ルーツがインディにあることが明白であっても、重要なのは物語なのだ。能天気に楽しむ以上の目的を持ったゲームであり、それが全体の完成度を高めている。『Mulaka』は思慮深く美しいゲームで、プレーヤーを魔法の世界に誘ってくれる。見たこともない世界が、ゲームを更なる高みに昇華している。

7.0/10 GameSpot
良い点:
・最高のモンスターとボス戦
・息を呑む地形と雰囲気
・戦闘とプラットフォーミングの楽しいミックス
悪い点:
・空中の時に狙いを定めるのが苦痛
・雰囲気を害する浅薄なNPC

『Mulaka』は、馴染み深い特徴を数多く備えた、シンプルなゲームだ。ローポリの開かれた世界とキャラクターは『風ノ旅ビト』を思わせる。戦闘とパズル要素は『ブレス オブ ザ ワイルド』や『大神』に類似している。しかし、タラフマラ族という設定やキャラクターのお陰で、『Mulaka』は個性を確立することに成功している。典型的なアドベンチャー・ゲームにはない、ユニークな設定を提供してくれるのだ。

7.0/10 ZTGD
良い点:
・最高のアート・スタイル
・素晴らしい雰囲気
・楽しいボス戦
悪い点:
・緩い戦闘
・過敏なロックオン・メカニック

『Mulaka』は、改めてデベロッパーLienzoの優れた能力を証明している。彼らはゆっくりとだが確実に腕前を上げ続けている。次回作は本当に楽しみだが、『ゼルダ』や『大神』といったゲームが好きな人なら本作もチェックすべきだろう。
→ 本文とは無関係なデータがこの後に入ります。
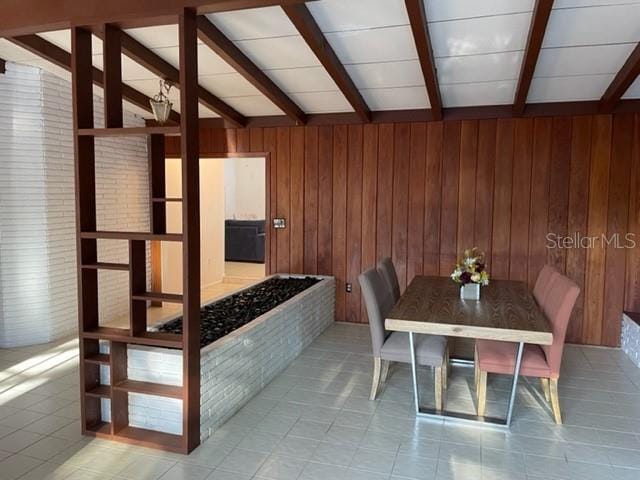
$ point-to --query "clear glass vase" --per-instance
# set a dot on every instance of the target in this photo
(470, 291)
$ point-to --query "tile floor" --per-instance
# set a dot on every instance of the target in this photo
(314, 422)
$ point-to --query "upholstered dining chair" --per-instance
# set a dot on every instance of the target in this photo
(537, 361)
(544, 282)
(388, 272)
(431, 350)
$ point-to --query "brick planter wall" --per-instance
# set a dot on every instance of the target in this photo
(234, 368)
(630, 340)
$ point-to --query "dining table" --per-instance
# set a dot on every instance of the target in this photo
(506, 311)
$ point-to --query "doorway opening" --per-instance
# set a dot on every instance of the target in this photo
(232, 226)
(245, 219)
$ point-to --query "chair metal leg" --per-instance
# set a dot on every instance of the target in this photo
(414, 374)
(438, 385)
(482, 392)
(376, 378)
(476, 370)
(445, 372)
(385, 370)
(544, 384)
(555, 400)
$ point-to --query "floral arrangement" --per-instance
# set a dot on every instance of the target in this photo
(471, 269)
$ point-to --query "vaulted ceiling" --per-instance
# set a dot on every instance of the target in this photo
(376, 61)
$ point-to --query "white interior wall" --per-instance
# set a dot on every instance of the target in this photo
(245, 188)
(212, 202)
(38, 300)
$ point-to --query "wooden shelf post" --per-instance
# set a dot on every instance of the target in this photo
(158, 216)
(87, 252)
(189, 143)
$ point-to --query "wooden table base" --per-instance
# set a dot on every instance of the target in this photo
(431, 413)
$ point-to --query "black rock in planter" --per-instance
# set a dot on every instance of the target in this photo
(224, 316)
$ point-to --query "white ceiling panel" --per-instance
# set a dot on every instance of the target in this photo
(309, 79)
(254, 23)
(567, 89)
(479, 68)
(204, 112)
(396, 98)
(208, 62)
(62, 39)
(593, 26)
(279, 52)
(228, 85)
(51, 68)
(589, 3)
(480, 35)
(321, 102)
(253, 106)
(13, 53)
(582, 60)
(130, 69)
(441, 10)
(475, 94)
(341, 15)
(156, 37)
(389, 74)
(372, 46)
(634, 90)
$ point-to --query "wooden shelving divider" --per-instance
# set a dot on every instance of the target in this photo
(93, 336)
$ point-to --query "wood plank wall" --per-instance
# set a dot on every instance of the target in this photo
(422, 192)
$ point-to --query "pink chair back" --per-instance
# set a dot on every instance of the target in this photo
(558, 305)
(543, 283)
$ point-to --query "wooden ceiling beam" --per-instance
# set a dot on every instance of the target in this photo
(622, 81)
(231, 54)
(539, 20)
(310, 31)
(56, 55)
(152, 62)
(23, 17)
(420, 30)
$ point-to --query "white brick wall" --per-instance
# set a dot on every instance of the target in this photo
(37, 208)
(630, 339)
(233, 369)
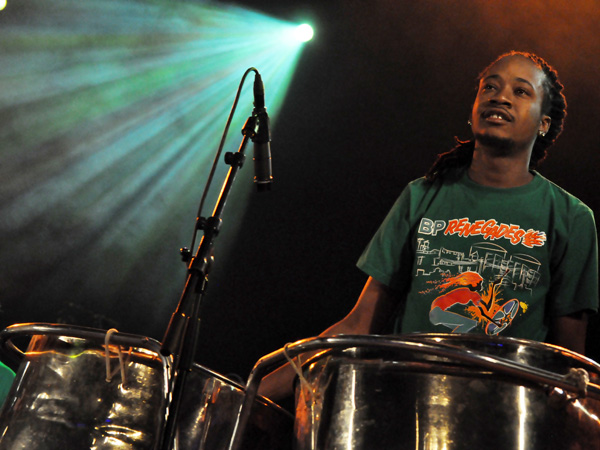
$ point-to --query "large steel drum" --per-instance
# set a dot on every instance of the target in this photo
(448, 392)
(62, 397)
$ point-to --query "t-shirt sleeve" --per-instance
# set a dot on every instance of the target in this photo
(387, 257)
(574, 285)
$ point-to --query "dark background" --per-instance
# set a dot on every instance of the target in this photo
(383, 87)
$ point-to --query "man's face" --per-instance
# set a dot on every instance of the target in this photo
(508, 106)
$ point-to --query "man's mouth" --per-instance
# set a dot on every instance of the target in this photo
(496, 116)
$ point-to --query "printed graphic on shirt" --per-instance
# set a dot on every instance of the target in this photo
(468, 288)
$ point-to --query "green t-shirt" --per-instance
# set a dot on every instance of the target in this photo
(471, 258)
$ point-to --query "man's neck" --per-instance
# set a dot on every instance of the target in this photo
(500, 172)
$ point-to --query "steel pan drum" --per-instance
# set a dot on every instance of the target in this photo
(61, 398)
(459, 392)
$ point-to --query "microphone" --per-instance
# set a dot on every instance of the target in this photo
(263, 171)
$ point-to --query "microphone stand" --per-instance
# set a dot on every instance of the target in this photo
(182, 332)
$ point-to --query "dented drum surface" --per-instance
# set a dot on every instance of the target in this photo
(370, 397)
(61, 398)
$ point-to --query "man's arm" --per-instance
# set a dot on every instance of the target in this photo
(370, 313)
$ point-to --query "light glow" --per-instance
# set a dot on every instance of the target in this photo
(111, 112)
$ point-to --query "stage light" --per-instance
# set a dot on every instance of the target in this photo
(304, 32)
(111, 112)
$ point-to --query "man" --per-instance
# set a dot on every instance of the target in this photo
(484, 243)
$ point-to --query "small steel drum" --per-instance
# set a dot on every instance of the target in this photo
(447, 392)
(209, 408)
(61, 398)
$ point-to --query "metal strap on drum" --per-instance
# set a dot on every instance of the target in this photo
(567, 385)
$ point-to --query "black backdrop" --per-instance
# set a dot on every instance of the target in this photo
(383, 88)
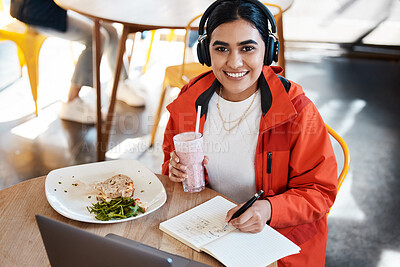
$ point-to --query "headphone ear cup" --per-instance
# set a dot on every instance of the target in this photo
(269, 51)
(203, 52)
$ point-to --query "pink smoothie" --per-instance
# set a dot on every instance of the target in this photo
(189, 149)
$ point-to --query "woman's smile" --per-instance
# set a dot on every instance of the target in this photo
(237, 57)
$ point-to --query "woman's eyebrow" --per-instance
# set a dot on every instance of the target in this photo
(250, 41)
(220, 43)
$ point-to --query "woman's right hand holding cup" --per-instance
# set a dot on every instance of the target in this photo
(177, 171)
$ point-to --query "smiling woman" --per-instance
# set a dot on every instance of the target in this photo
(237, 59)
(275, 139)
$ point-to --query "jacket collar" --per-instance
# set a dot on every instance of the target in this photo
(276, 105)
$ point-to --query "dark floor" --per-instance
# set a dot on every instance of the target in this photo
(357, 97)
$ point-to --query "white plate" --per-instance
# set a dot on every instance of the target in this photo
(71, 201)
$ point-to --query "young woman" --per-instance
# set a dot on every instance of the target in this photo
(260, 131)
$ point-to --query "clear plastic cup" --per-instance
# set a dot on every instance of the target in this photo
(189, 148)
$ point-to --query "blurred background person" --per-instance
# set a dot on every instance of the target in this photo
(49, 19)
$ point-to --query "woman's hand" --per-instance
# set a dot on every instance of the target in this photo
(253, 219)
(177, 171)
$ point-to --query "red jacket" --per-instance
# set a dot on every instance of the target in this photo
(295, 164)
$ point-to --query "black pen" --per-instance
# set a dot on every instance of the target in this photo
(245, 207)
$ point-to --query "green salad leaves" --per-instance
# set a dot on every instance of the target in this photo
(120, 208)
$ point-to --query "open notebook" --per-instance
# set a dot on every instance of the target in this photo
(201, 228)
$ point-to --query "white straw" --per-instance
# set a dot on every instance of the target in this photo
(198, 119)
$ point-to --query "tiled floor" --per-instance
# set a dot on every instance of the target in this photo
(358, 97)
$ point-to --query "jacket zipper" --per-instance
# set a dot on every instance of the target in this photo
(269, 166)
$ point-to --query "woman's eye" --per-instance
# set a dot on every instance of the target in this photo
(248, 48)
(221, 49)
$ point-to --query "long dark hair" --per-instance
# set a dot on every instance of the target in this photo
(229, 11)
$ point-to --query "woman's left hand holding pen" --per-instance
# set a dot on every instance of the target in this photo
(253, 219)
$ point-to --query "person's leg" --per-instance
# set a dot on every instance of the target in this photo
(128, 91)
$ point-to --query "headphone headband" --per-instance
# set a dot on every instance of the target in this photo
(211, 8)
(271, 44)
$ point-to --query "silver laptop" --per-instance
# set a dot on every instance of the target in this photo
(67, 245)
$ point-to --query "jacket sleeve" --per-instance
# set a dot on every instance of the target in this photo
(168, 145)
(312, 181)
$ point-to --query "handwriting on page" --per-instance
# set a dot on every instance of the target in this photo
(203, 223)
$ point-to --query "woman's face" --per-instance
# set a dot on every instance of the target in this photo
(237, 57)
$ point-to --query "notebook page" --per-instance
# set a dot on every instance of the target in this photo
(247, 249)
(201, 224)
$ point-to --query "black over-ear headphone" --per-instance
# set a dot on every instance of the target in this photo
(271, 46)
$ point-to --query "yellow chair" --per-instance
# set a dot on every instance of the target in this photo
(346, 155)
(28, 43)
(179, 75)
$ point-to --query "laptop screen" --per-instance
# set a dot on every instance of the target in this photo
(67, 245)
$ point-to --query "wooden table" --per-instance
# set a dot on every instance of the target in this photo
(21, 243)
(138, 16)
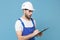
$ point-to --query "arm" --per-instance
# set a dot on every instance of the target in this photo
(20, 37)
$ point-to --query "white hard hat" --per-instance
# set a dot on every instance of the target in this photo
(27, 5)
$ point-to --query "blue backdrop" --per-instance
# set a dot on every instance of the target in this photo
(46, 14)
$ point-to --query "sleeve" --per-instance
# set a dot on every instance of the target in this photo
(18, 26)
(35, 23)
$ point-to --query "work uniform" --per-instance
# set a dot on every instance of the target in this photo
(27, 27)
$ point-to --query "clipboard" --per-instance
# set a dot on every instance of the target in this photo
(44, 30)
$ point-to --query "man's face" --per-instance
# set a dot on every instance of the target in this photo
(28, 13)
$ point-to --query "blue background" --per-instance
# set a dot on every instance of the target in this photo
(46, 14)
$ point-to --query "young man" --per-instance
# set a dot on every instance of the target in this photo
(25, 25)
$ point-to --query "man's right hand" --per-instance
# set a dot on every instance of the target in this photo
(36, 32)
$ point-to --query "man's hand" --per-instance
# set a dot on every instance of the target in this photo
(36, 32)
あらゆる機種でリリースされているし、欠点はあるが購入する価値は十分にある。

7.0/10 EGM
『Mulaka』は、魅力とストレスを同等に感じるゲームだ。美しいナラティブや探索メカニックを用い、タラフマラ族の文化を教えることに長けたアクション・アドベンチャーである。しかし、見込み客を遠ざけてしまいそうなアクション要素は根本的な刷新が不可欠だろう。
6.75/10 GameCrate
グラフィック 8.0: 本作最大の強みであり、平坦で大胆なアート・スタイルに可能な限りの魅力をもたらしている
サウンド 7.0: タラフマラ族らしい優れた音楽が世界に命を吹き込んでいる。他のサウンドも仕事をこなしている
ゲームプレー 6.0: 最低限しか要求しないゲームプレーが本作最大の弱点。ロックオン機能といった基本的なフィーチャーも欠如している
ストーリー 6.0: 設定と文化的フォーカスは興味深き生き生きと描写されているが、好奇心以上の興味を引き出す充実したナラティブには結びついていない

残念ながら、他作品から抜きんでるのに不可欠な独創性に欠けている。アート・スタイルは目を見張る大胆さだし、文化的フォーカスも独創的だが、ゲームプレーと全体的なデザインが足枷となり、無難なアクション・アドベンチャーに落ち着いている。

6.0/10 TheSixthAxis
良い点:
・タラフマラ族の文化と民話を掘り下げている
・最高のボス戦
・移動が苦痛ではない広大なエリア
悪い点:
・より優れた似たゲームプレーを備えたゲームが他に存在する
・フレームレートが不安定なSwitch版
・かなり短め

タラフマラ族の民話を掘り下げているのは嬉しいものの、『Mulaka』は極めてありきたりなアクション・アドベンチャーだ。素晴らしいアイデアが顔を覗かせることもあるとはいえ、全体の構造は極めて古臭く、題材だけが唯一の救いとなっている。ゲームとしては目新しさが全くないが、文化的知見としては見どころが多い。

5.7/10 Worth Playing
『Mulaka』はリスクを冒して失敗している。物語と目的は魅力的だが、ゲームプレーとビジュアルは物足りない。良く出来ている部分はあるし、魅了される人もいるだろうが、全体の粗削りな出来が足枷となっている。